I'm a little confused regarding the way Total work = Change in kinetic energy is derived using calculus. My issue can be seen at 3:26 of this video: https://youtu.be/2dqO4sy4Njg?t=3m20s
Why can the limits of the integral just be changed like that? how did it go from final/initial displacement to final/initial velocity?
Writing the work-KE theorem starting from (1D case for simplicity)
$$\int_{x_i}^{x_f} ma dx$$
is in principle wrong, for this already assume $a$ is a function of position.
The correct way should be
$$\int_{t_i}^{t_f}ma v dt=\int_{t_i}^{t_f}m\frac{dv}{dt}vdt=\int_{t_i}^{t_f}\frac{d}{dt}(\frac{1}{2}mv^2)dt=\frac{1}{2}mv(t_f)^2-\frac{1}{2}mv(t_i)^2$$
There is no need to do change of variable. Always stick to the independent variable $t$, which the integrand must be a function of. Otherwise, if you use $x$ or $v$, you have to worry whether the integrand is a function of them, which is a prerequisite that the change of variable is valid.

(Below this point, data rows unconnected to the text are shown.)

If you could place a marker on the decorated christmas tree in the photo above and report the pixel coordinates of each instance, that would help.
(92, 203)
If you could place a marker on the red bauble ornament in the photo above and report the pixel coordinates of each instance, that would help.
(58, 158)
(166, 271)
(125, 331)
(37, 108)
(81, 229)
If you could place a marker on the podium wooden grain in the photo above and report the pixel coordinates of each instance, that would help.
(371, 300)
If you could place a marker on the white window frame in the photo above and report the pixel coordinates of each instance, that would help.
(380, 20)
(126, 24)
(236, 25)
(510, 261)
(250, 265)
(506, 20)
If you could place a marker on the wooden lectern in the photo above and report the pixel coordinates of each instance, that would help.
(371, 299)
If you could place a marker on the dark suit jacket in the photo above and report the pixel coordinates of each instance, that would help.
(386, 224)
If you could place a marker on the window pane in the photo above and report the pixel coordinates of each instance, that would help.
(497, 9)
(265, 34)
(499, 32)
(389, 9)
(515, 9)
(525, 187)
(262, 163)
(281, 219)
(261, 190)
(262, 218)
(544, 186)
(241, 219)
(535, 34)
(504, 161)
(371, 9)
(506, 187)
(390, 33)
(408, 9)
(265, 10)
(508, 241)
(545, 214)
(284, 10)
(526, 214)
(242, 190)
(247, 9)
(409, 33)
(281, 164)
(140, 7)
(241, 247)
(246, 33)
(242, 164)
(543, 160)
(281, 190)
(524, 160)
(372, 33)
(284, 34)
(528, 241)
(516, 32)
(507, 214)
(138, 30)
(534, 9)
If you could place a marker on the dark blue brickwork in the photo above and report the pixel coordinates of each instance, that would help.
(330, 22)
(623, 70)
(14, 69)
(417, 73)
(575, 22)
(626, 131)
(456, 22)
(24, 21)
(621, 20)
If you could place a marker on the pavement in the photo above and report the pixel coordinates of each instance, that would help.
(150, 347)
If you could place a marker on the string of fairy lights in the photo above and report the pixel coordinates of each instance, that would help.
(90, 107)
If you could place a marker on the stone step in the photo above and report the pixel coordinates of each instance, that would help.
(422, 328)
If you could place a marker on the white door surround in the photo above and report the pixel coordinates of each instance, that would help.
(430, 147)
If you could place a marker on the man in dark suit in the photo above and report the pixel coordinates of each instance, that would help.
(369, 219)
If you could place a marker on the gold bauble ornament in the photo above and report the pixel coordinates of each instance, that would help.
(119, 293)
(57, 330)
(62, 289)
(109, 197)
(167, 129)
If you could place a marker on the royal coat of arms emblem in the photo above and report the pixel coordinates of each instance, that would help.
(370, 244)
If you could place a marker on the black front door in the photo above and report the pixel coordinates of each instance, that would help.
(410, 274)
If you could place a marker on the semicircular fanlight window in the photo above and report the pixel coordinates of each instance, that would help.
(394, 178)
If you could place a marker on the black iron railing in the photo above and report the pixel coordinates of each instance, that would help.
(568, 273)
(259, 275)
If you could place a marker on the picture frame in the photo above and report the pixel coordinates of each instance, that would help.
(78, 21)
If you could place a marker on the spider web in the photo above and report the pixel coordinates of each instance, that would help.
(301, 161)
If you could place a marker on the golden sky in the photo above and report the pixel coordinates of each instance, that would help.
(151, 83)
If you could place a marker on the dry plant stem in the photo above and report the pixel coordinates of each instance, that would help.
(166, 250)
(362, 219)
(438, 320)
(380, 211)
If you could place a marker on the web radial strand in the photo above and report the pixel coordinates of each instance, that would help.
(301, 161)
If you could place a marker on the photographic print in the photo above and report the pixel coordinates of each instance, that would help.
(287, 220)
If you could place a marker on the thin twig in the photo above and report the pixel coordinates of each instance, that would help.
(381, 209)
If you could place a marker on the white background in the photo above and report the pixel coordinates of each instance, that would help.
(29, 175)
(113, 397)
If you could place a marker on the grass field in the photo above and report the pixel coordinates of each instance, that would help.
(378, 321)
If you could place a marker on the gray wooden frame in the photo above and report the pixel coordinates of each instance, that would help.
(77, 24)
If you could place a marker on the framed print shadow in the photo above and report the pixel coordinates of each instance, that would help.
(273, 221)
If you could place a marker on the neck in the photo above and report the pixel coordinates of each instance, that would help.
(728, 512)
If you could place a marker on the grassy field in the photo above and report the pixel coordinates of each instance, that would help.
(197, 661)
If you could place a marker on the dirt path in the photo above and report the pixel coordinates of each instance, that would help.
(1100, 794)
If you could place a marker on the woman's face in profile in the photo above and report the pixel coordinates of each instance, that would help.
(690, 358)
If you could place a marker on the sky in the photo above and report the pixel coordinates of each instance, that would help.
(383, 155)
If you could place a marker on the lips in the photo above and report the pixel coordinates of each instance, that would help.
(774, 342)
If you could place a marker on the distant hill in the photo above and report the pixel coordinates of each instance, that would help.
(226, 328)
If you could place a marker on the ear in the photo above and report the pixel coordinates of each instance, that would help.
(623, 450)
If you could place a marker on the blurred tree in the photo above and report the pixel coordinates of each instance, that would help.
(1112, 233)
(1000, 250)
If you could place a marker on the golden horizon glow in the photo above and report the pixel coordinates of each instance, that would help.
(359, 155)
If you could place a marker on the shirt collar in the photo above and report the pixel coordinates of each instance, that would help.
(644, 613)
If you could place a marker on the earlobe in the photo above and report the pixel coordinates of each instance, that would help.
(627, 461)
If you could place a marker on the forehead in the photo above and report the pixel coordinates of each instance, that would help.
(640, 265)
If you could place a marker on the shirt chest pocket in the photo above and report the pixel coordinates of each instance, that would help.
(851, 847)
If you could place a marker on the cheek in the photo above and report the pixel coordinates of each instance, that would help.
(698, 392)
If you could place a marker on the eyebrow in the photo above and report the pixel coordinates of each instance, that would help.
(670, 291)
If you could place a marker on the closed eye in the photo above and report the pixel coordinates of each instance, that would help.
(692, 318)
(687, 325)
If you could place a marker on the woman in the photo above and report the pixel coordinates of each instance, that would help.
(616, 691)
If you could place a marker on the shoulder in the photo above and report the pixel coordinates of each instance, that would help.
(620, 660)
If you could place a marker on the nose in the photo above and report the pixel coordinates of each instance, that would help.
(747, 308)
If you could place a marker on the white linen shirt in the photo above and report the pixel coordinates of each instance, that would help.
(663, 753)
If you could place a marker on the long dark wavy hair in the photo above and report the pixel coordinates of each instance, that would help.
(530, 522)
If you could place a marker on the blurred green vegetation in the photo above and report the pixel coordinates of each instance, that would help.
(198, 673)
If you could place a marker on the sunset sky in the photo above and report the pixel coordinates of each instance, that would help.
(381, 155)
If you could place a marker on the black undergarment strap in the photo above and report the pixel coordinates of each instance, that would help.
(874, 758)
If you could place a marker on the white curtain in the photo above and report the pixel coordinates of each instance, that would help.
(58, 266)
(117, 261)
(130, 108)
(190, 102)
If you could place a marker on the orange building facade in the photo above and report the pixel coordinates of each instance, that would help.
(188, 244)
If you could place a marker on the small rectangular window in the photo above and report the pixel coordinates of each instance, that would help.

The change in limits is called substitution. Initially they assumed a to be a function of x. Therefore the work done was the change In position from x(i) to x(f) . But once they canceled dx the integral was a function of dv. In other words when x ranges from x(i) to x(f) v ranges from v(i) to v (f). This is just a shorter method u can in fact keep the limits as it is and integrate but once we integrate and this is just harder
d E = F dx
F = ma
a = dv/dt use the chain rule , given that dx/dt =v
a = [ dv/dt ] = [ dv/dx][dx/dt]
a = v[ dv/dx] , put all this information into dE
dE = F dx = ma dx = m [(v)(dv/dx)]dx , cancel dx then
dE = mv dv , now integrate and
E(1) - E(0) = [1/2] m v(1)^2 - [1/2]m v(0)^2